Les bulles dans tous leurs états
La morphologie de la bulle ? « Elle est liée au caractère amphiphile des molécules qui la composent » explique Reiko. Ces molécules ont un côté qui aime l’eau, l’autre qui préfère les corps gras. Elles s’auto-assemblent en en forme de bulle, de tube, de ruban…Depuis vingt ans, Reiko s’appuie sur ces propriétés amphiphiles pour fabriquer des nano-rubans hélicoïdaux. A force de persévérance, elle contrôle aujourd’hui finement le pas et la chiralité(1) de ces hélices ainsi que leur diamètre. Elle modifie leurs compositions, leurs fonctionnalités, leurs propriétés. Elle réussit à figer ces assemblages par nature très flexibles et fragiles, avec des silicates, ouvrant les champs d’applications à l’optique, la biomimétique ou la catalyse chimique.
Tisser des liens
Comme les molécules amphiphiles se lient entre elles pour bâtir des bulles ou des hélices, Reiko Oda tisse des liens entre chercheurs pour créer des collaborations interdisciplinaires et internationales. Des relations de qualité, durables, honnêtes. A l’image de l’amitié avec des chercheurs français qui l’ont tant soutenue dans la rédaction de sa thèse. « Pendant les dernières semaines, on s’appelait tous les jours » se souvient Reiko Oda. « Avec le décalage horaire, je l’appelais à 9h depuis Boston, il était 3h de l’après-midi en France ». En 1998, à l’Institut Européen de Chimie et Biologie, incubateur d’équipes de recherche international et interdisciplinaire, placé sous la tutelle conjointe du CNRS, de l’Inserm et de l’Université de Bordeaux, Reiko est appelée, avec cinq chercheurs, à créer sa propre équipe. « Commencer en même temps, créer son réseau, définir son projet, chercher son budget, c’était hyper stimulant » confie-t-elle. Son équipe ? Elle est multiculturelle, multidisciplinaire, tournée vers le Japon. Reiko, qui réalise qu’elle avait un temps « moins consciente qu’elle était japonaise », revient à ses racines et intensifie toujours plus les échanges avec son archipel : elle a construit et dirige l’IRP « Chiral Nanostructures for Photonic Applications » entre Bordeaux et les prestigieuses universités de Kyoto et Kumamoto.
Cécile Dupuch-Sicaud
(1) Deux objets chiraux sont non superposables comme la main gauche et la main droite.

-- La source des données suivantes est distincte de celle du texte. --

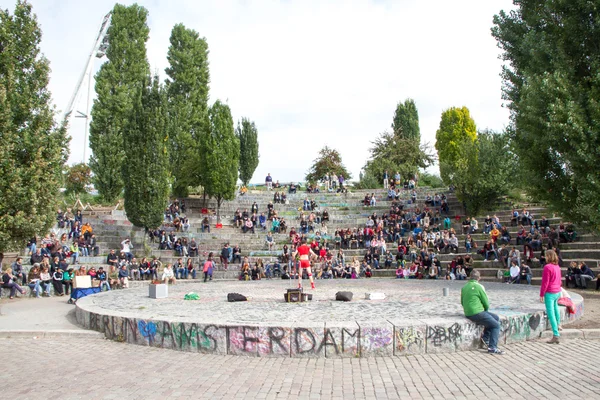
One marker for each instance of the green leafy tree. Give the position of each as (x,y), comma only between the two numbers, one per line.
(484,170)
(248,137)
(406,121)
(146,165)
(187,90)
(33,149)
(431,180)
(395,153)
(77,178)
(220,156)
(456,128)
(117,84)
(552,86)
(328,161)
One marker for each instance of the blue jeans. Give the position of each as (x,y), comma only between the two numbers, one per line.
(491,324)
(36,288)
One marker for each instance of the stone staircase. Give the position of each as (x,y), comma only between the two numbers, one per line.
(345,210)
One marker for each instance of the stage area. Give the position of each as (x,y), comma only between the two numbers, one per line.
(414,318)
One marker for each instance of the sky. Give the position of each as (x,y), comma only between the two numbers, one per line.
(309,73)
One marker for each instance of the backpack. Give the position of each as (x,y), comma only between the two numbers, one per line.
(208,266)
(231,297)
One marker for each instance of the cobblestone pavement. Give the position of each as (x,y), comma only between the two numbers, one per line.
(77,368)
(267,304)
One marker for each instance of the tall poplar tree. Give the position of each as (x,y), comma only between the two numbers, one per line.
(248,137)
(117,83)
(457,129)
(220,155)
(406,121)
(145,168)
(33,149)
(552,87)
(187,90)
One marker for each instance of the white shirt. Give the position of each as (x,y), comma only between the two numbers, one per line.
(126,246)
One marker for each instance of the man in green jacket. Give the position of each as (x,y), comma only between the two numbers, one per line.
(476,305)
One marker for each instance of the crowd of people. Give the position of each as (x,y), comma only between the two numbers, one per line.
(408,238)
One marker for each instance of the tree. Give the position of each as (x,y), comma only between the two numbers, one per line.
(146,165)
(187,91)
(33,148)
(248,137)
(406,121)
(220,156)
(456,129)
(117,84)
(328,161)
(77,178)
(551,84)
(484,170)
(394,153)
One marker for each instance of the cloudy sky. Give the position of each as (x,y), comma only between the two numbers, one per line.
(309,73)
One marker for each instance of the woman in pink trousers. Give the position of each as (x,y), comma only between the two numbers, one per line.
(550,293)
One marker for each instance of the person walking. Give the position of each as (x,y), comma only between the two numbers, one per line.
(476,305)
(209,266)
(305,254)
(550,293)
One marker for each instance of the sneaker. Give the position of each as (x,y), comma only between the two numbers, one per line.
(554,340)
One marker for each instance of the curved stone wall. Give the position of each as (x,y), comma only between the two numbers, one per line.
(413,319)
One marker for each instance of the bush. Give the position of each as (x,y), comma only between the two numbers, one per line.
(77,178)
(431,180)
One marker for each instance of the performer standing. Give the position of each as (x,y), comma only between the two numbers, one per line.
(305,255)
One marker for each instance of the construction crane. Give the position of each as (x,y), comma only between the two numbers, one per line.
(98,51)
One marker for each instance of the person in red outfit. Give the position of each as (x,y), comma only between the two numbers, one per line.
(305,254)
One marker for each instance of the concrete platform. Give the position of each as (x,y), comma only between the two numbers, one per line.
(414,318)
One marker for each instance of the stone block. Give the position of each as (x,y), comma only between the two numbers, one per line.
(307,340)
(376,339)
(243,340)
(341,339)
(449,335)
(409,338)
(274,341)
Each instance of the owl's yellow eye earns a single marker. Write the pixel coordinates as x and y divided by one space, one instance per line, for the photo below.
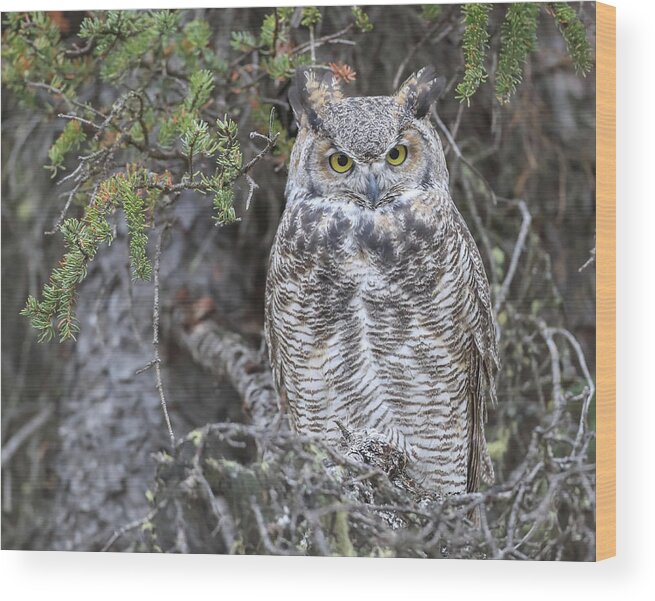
340 162
397 155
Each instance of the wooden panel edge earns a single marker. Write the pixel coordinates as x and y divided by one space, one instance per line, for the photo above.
606 281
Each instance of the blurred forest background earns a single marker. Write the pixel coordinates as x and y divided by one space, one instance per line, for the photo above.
163 214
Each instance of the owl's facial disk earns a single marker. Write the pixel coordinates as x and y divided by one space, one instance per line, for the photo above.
375 181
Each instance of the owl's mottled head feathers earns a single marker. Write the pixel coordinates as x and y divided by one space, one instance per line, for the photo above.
315 98
366 149
419 91
312 95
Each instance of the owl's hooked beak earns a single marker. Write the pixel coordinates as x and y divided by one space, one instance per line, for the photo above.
372 190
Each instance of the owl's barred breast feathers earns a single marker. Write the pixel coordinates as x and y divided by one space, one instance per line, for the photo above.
378 312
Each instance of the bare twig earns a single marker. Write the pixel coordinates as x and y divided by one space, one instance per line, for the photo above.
518 249
29 428
155 335
131 526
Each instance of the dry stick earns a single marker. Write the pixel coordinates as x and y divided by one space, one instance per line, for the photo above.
70 101
24 433
591 389
131 526
155 335
413 50
156 362
324 40
61 216
518 249
460 156
590 260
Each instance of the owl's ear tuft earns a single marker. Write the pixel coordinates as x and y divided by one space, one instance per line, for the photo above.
420 90
310 95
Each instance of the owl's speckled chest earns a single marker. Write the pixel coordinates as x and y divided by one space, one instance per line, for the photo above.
353 309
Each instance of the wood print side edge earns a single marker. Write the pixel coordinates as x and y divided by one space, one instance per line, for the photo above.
606 281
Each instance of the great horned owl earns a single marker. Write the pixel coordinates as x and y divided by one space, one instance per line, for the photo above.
378 311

Reiko Oda, en quelques dates
1988 : Bachelor degree en Physique à l’Université de Tokyo
1994 : Doctorat au Massaschusetts Institute of Technology de Boston
1994-98 : Post-doc à l’Université Louis Pasteur de Strasbourg
1998-2000 : CR-DGA
2000 : entre au CNRS
Aujourd’hui : dirige le groupe de recherche « Chiral Molecular Assemblies » dans l’UMR « Chimie et biologie des membranes et des nanoobjets » (CBMN, CNRS/Université de Bordeaux/Bordeaux INP).